RALEIGH, N.C. (AP) — Four in 10 voters in North Carolina believe the nation's economy is on the mend, but still, six in 10 called it their top issue, according to preliminary results of an exit poll conducted for The Associated Press. Among other findings:
WHO VOTED: Slightly more women than men voted in 2012, and the numbers were similar to 2008. The racial breakdown of voters also was similar to four years ago. Seven in 10 voters were white, while about a quarter of voters were black.
ECONOMY IS NO. 1 ISSUE: Voters were split on whether President Barack Obama or Republican challenger Mitt Romney would do a better job handling the economy. Rising prices and unemployment were the economic issues that voters said hit them the hardest. Just more than one in five voters said they were better off now than four years ago.
OBAMA'S JOB: About one in four voters said they were enthusiastic about Obama's administration, and about one in four said they were satisfied with the president. About three in 10 voters said they were dissatisfied and two in 10 said they were angry with the president.
SAME-SEX MARRIAGE: Just a third of voters said they supported same-sex marriage, which were similar numbers to an amendment voted on last May that defined marriage as only between a woman and a man. Obama has thrown his support behind gay marriage since the 2008 election.
MIND MADE UP: About three in four voters said they decided on a presidential candidate before September, when the Democratic National Convention was held to Charlotte. About three in 10 voters said they had been contacted on behalf of Obama during the campaign, while slightly fewer had been contacted by Romney's campaign.
FROM AROUND HERE: A slim majority of voters were born in North Carolina.
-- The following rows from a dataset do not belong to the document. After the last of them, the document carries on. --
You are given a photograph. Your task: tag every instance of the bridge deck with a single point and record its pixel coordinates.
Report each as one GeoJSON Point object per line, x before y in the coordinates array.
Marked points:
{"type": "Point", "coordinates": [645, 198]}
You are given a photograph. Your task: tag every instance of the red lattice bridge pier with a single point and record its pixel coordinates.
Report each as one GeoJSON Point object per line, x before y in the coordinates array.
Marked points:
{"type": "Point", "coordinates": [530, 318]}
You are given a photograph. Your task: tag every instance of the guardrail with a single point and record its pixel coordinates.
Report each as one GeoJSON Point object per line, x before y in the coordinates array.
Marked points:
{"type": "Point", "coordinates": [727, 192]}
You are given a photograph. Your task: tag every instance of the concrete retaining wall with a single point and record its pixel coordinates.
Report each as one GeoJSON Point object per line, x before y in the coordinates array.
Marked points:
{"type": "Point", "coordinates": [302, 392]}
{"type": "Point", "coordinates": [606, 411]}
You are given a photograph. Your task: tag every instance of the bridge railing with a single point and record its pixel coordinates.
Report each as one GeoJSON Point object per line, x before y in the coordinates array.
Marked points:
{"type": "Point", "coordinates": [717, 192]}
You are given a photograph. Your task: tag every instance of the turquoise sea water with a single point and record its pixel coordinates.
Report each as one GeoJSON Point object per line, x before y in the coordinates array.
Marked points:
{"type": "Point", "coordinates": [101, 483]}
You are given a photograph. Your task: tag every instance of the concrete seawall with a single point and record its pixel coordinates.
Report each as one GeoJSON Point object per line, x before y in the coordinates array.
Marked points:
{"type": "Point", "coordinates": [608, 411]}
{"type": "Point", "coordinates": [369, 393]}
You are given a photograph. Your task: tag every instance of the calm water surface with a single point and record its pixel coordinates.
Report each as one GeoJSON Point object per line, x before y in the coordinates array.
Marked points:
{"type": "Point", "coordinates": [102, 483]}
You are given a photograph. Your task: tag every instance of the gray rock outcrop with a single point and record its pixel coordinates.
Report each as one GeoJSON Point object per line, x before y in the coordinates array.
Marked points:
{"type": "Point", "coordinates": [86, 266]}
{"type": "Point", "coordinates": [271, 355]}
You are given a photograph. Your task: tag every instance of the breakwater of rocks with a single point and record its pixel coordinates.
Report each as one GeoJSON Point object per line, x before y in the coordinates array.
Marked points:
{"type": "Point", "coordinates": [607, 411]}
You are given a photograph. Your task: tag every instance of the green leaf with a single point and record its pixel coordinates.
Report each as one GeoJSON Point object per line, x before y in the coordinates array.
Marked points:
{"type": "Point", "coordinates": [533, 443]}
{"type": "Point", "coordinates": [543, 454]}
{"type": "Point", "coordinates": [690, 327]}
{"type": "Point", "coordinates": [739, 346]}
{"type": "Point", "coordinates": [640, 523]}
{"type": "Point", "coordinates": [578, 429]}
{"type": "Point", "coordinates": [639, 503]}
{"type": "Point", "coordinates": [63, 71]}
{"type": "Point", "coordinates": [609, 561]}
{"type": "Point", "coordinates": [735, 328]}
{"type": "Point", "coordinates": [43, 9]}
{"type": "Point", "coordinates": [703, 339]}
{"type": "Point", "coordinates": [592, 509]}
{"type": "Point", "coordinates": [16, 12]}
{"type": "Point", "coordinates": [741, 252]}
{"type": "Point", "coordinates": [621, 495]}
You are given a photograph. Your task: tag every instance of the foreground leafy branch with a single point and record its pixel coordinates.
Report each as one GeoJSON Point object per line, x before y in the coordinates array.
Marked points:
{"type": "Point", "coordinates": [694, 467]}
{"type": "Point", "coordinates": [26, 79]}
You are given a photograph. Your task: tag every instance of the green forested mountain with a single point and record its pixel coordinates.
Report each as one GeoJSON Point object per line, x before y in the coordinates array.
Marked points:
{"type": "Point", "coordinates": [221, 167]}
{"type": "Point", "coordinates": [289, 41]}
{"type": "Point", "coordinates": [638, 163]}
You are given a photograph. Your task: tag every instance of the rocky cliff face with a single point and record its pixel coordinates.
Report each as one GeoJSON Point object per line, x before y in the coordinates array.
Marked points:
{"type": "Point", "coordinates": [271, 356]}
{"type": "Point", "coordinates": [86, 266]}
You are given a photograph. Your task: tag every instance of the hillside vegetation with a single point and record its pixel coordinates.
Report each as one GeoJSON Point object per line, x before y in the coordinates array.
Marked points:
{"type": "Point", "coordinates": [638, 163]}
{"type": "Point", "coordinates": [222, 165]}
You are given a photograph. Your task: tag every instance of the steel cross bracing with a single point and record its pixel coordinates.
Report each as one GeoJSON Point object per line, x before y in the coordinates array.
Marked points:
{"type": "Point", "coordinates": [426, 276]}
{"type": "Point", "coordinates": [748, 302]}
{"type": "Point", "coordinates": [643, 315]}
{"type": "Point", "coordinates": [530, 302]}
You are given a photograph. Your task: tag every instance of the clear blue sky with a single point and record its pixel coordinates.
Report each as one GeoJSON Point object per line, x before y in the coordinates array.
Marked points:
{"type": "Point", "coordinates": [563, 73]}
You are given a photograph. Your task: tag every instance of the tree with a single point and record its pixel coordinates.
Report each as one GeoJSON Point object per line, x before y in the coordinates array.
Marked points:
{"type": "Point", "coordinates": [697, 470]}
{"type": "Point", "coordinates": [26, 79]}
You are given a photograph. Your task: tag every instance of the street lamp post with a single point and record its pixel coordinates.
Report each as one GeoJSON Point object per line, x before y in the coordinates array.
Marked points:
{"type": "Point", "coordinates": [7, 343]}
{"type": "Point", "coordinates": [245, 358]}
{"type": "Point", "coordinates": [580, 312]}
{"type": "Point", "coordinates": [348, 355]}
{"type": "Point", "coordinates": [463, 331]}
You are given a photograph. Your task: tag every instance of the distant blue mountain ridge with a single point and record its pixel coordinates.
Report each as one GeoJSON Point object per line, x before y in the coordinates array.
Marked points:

The survey of North Carolina voters was conducted for the AP by Edison Research. This includes preliminary results from interviews with 3,214 voters from a random sample of 50 precincts statewide Tuesday; 926 who voted early or absentee were interviewed by landline or cellular telephone from Oct. 29 through Nov. 4. Results for the full sample were subject to sampling error of plus or minus 3 percentage points; it is higher for subgroups.